To go on a brief side-story for a moment: this question I just put out there reminds me of a MEISA conference roundtable from some years back when I was at university. A girl in the audience with me raised a point about people not considering her to be a “real artist” because she was “merely a lyricist.” This declaration was met with an instantaneous response to the contrary from at least one of the panelists, then slowly followed by answers of agreement by the other panelists. (one of whom included the musical triple-treat, Siedah Garrett ) While I cannot remember which of the panelists spoke these words, I remember them nonetheless:
“You absolutely are an artist. Lyricists and lyrics are just as important as composers and their music.”
Why I bring this flashback up, is to point out there there was / is some, at least stereotypically fueled, mentality about those not in the traditional composer’s chair being of lesser significance, even within the realm of all things music industry. it is good that these panelists spoke to the positive opposite of the girl’s point but clearly those types of feelings are not born from nothing.
So if words can be felt as a secondary element to melody in the field of music itself, then what’s to say about the entire world at large?

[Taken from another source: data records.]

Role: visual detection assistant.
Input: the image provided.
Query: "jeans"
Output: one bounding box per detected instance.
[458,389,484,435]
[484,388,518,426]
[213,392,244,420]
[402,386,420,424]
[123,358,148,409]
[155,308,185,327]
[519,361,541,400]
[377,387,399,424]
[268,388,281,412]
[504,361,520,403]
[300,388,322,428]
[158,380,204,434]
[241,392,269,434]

People don’t scream poems, famous or not, at the top of their lungs out a car window. Isn’t it odd that US popular culture shies away from poetry and poets, with neither having music mainstream popularity but that in most common pop / rock song forms, lyrics are written in what is typically, at its core, a poetic format?
Much of these questions stem from assumptions about society’s reception to music and poetry, which I don’t have quantified down to a tee but on the whole, what do kids talk about in school? Favorite bands or songs. It’s familiar, it’s normal, it’s comfortable and it’s a common conversational topic. Poetry on the other hand, the US school curriculum’s aversion to it and subsequently student’s general aversion to it usually comes from reasoning like a lack of understanding or a fear of over complexity. True, common contemporary songs don’t tend to breach every form of poetry out there. (Sestina anyone?) Nonetheless, stopping to more heavily consider and impart upon students and music-loving society in general, that the music we love is really dressed up poetry, then maybe another artful form of expression would get some new life breathed into it by way of generations with new perspective.

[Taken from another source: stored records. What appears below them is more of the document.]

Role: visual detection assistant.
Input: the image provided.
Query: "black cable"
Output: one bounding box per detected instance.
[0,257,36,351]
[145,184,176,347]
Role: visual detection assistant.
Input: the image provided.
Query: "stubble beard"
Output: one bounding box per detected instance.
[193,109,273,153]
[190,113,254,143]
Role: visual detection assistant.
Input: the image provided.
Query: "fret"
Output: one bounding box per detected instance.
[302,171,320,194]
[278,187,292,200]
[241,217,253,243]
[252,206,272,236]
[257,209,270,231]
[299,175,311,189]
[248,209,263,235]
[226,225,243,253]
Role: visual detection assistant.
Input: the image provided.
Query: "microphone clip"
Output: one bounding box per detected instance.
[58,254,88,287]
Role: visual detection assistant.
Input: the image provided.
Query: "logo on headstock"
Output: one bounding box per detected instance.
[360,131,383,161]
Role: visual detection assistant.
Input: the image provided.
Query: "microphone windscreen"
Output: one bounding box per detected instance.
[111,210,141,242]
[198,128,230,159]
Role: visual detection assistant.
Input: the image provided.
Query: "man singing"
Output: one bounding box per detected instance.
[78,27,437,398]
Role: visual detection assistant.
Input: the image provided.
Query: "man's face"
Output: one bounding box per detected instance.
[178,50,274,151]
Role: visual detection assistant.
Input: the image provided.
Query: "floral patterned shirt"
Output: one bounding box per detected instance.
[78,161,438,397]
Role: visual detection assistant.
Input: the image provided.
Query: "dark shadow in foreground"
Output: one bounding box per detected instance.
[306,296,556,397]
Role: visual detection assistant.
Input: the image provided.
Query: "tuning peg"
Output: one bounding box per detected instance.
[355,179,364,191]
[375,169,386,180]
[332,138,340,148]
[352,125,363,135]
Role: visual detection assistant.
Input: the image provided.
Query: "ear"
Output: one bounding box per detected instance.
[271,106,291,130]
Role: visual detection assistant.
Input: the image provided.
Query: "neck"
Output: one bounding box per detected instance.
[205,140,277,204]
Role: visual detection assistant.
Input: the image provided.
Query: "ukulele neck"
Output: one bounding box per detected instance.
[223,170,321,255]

In the meantime, I pause to wonder what everyone would think of my hypothetical scenario. What would the world be like if our popular artists today spoke their songs and non-melodically articulated the words that so many sing on repeat? What if they referred to themselves as poets rather than musicians? Would this scare people away? If it did, is that a showing of society’s own defaulting ignorance about a seemingly less common art form? Would poetry suddenly get “cool” and the art world do a 180°?
Thoughts?
One Response to “Words, Lyrics, Poets and Societal Acceptance: The Alternate Universe”

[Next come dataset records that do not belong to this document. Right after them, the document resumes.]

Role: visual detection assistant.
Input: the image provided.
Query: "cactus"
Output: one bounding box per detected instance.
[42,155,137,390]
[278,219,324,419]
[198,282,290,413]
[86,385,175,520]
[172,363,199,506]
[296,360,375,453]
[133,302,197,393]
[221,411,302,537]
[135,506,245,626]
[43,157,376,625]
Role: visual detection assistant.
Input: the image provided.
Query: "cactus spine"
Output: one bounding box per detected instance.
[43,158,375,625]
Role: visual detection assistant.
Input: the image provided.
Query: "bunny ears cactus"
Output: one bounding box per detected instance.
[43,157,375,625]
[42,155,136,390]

One thing I’ve found digging through old newspapers is that as recently as the 1940s poetry in print was much more widely accepted as a form of entertainment than it is now. The local Long Island newspapers I’ve source mined tend to be filled with poems that range from humor and satire to more dramatic topics including aspects of World War II and the home front experience. I doubt that really reflects in anyway on the acceptance of poetry readings in the popular culture of the period but I suspect it is evidence that poetry wasn’t always seen as the highbrow art form it is now…..I blame the beatniks.